L’arrêté du préfet de Meurthe-et-Moselle ayant accordé à M. B... une carte de résident étant, par nature, une décision créatrice de droits, son retrait fondé sur les dispositions de l’article L. 432-4 du code de l'entrée et du séjour des étrangers et du droit d'asile et la préservation de l’ordre public, constituant ainsi une mesure de police, ne pouvait légalement intervenir qu’à l’issue de la mise en œuvre de la procédure contradictoire imposée par les dispositions précitées de l’article L. 122-1 du code des relations entre le public et l'administration. En l’absence de toute pièce de nature à établir qu’une telle procédure contradictoire aurait été préalablement mise en œuvre, l’arrêté du 5 juin 2024 par lequel le préfet du Gard a retiré la carte de résident accordée à M. B... est entaché d’un vice de procédure. Ce vice ayant, en l’espèce, privé M. B... d’une garantie tenant au respect de ses droits de la défense, entache l’arrêté en litige d’illégalité.

Il résulte de tout ce qui précède que M. B... est fondé à soutenir que l’arrêté du préfet du Gard du 5 juin 2024 lui ayant retiré sa carte de résident est illégal. Il y a lieu, dès lors, sans qu’il soit besoin d'examiner les autres moyens de la requête, de l’annuler en tant qu’il retire la carte de résident de M. B....

Sur les conclusions aux fins d’injonction et d’astreinte :

Eu égard au motif qui fonde l’annulation qu’il prononce, l’exécution du présent jugement n’implique pas nécessairement que la carte de résident illégalement retirée à M. B... lui soit restituée, ni qu’un titre de séjour lui soit délivré alors qu’au surplus, il résulte de l’instruction que, par arrêté du 25 juin 2025, la préfète de Meurthe-et-Moselle a procédé au retrait de sa carte de résident sur le fondement des dispositions de l’article L. 424-6 du code de l'entrée et du séjour des étrangers et du droit d'asile. Par suite, les conclusions aux fins d’injonction et d’astreinte présentées par M. B... doivent être rejetées.

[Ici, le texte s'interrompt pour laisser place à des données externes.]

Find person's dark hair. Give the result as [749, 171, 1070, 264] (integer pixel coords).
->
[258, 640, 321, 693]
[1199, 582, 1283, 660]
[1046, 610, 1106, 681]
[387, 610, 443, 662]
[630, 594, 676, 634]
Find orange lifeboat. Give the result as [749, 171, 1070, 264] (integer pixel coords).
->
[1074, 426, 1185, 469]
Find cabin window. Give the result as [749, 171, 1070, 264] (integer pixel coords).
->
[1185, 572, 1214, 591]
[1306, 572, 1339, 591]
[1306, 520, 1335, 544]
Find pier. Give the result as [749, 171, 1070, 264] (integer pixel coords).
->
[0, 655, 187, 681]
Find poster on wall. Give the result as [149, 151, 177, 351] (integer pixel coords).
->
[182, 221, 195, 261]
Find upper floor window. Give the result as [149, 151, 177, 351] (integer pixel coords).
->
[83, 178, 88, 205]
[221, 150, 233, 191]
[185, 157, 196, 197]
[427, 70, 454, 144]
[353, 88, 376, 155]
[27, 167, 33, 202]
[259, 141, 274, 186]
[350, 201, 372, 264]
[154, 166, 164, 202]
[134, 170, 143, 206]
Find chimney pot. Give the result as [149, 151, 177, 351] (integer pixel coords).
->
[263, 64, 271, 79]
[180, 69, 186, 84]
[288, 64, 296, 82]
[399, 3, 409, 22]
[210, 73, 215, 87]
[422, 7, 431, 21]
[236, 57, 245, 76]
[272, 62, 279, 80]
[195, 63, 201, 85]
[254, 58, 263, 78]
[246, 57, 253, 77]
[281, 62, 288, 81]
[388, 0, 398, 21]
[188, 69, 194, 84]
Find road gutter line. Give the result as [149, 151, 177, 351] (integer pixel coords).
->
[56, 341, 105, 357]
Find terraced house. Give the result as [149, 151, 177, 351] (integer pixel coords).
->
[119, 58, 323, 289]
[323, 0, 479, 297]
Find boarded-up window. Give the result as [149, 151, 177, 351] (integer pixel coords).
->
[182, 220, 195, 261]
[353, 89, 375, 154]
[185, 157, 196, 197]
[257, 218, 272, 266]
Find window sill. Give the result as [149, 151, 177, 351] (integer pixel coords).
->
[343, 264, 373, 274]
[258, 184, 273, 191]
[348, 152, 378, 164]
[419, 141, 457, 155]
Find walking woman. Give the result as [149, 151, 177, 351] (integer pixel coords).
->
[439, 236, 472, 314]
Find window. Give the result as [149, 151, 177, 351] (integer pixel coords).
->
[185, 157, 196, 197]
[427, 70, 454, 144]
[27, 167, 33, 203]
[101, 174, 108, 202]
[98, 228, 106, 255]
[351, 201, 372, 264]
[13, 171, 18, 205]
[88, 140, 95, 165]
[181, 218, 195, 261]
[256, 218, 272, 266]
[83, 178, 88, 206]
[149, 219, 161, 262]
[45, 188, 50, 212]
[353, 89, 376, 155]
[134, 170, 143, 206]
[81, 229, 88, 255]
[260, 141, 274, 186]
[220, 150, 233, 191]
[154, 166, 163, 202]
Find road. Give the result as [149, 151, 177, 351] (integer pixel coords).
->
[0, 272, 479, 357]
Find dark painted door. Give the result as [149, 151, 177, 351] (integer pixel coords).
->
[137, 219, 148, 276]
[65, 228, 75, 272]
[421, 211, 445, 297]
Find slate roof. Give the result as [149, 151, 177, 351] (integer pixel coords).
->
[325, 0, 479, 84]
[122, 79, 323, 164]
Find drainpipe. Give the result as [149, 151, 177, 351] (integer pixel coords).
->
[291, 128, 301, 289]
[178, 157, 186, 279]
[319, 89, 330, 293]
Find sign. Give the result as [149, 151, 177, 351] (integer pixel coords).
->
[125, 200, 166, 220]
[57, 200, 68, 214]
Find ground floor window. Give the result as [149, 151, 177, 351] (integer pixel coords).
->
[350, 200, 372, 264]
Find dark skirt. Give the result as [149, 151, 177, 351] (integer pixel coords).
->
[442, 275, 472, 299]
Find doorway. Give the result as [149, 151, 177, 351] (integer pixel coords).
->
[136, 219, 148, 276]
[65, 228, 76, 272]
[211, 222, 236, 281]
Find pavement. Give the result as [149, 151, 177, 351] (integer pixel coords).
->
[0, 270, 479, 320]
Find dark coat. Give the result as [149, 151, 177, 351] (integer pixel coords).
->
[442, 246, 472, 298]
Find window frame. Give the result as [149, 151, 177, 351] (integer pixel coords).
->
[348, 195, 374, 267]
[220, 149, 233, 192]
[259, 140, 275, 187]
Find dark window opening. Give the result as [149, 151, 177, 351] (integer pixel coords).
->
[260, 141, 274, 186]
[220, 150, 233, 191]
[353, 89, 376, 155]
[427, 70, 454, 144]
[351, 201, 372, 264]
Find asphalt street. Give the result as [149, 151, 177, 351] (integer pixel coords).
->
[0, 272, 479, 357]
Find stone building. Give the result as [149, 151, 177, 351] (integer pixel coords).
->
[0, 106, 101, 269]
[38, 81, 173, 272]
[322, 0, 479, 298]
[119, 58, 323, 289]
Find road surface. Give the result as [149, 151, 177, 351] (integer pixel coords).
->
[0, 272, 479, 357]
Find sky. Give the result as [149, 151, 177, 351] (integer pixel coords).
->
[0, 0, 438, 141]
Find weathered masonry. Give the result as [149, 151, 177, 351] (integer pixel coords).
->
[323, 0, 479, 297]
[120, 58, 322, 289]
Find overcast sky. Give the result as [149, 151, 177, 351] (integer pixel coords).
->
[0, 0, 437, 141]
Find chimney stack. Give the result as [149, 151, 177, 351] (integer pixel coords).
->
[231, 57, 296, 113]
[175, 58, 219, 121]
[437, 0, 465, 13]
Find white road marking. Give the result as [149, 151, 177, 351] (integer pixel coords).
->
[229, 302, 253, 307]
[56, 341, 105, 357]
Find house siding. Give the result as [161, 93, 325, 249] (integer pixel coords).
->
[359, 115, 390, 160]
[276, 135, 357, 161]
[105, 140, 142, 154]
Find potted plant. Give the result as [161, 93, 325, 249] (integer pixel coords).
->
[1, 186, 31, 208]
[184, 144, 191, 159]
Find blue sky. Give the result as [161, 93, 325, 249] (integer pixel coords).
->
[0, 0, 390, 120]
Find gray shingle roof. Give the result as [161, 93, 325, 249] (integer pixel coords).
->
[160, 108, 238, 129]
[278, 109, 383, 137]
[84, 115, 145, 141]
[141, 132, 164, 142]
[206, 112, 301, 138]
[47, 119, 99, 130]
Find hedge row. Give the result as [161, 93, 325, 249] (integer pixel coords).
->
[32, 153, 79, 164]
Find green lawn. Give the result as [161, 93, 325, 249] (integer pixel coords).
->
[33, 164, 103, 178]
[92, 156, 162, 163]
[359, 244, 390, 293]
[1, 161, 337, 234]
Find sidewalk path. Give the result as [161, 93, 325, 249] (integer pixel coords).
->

Sur les frais liés au litige :

M. B... a obtenu le bénéfice de l’aide juridictionnelle. Par suite, son avocate peut se prévaloir des dispositions des articles L. 761-1 du code de justice administrative et 37 de la loi du 10 juillet 1991. Sur leur fondement, il y a lieu, dans les circonstances de l’espèce, de mettre à la charge de l’Etat la somme de 1 000 euros à verser à Me Girondon, avocate de M. B..., sous réserve qu’elle renonce à percevoir la somme correspondant à la part contributive de l’Etat à l’aide juridictionnelle.



D E C I D E :

L’arrêté du préfet du Gard du 5 juin 2024 est annulé en tant qu’il retire la carte de résident de M. B....
L’État versera à Me Girondon, avocate de M. B..., la somme de 1 000 euros en application des dispositions du deuxième alinéa de l’article 37 de la loi du 10 juillet 1991, sous réserve qu’elle renonce à percevoir la somme correspondant à la part contributive de l’Etat à l’aide juridictionnelle.
Le surplus de la requête est rejeté.
Le présent jugement sera notifié à M. A... B..., au préfet du Gard et à Me Claire Girondon.




Délibéré après l’audience du 18 décembre 2025, à laquelle siégeaient :

M. Roux, président,
Mme Ruiz, première conseillère,
Mme Béréhouc, conseillère.

Rendu public par mise à disposition au greffe le 8 janvier 2026.

La rapporteure,




I. RUIZ
Le président,




G. ROUX

La greffière,




B. ROUSSELET-ARRIGONI


La République mande et ordonne au préfet du Gard en ce qui le concerne ou à tous commissaires de justice à ce requis en ce qui concerne les voies de droit commun contre les parties privées, de pourvoir à l’exécution de la présente décision.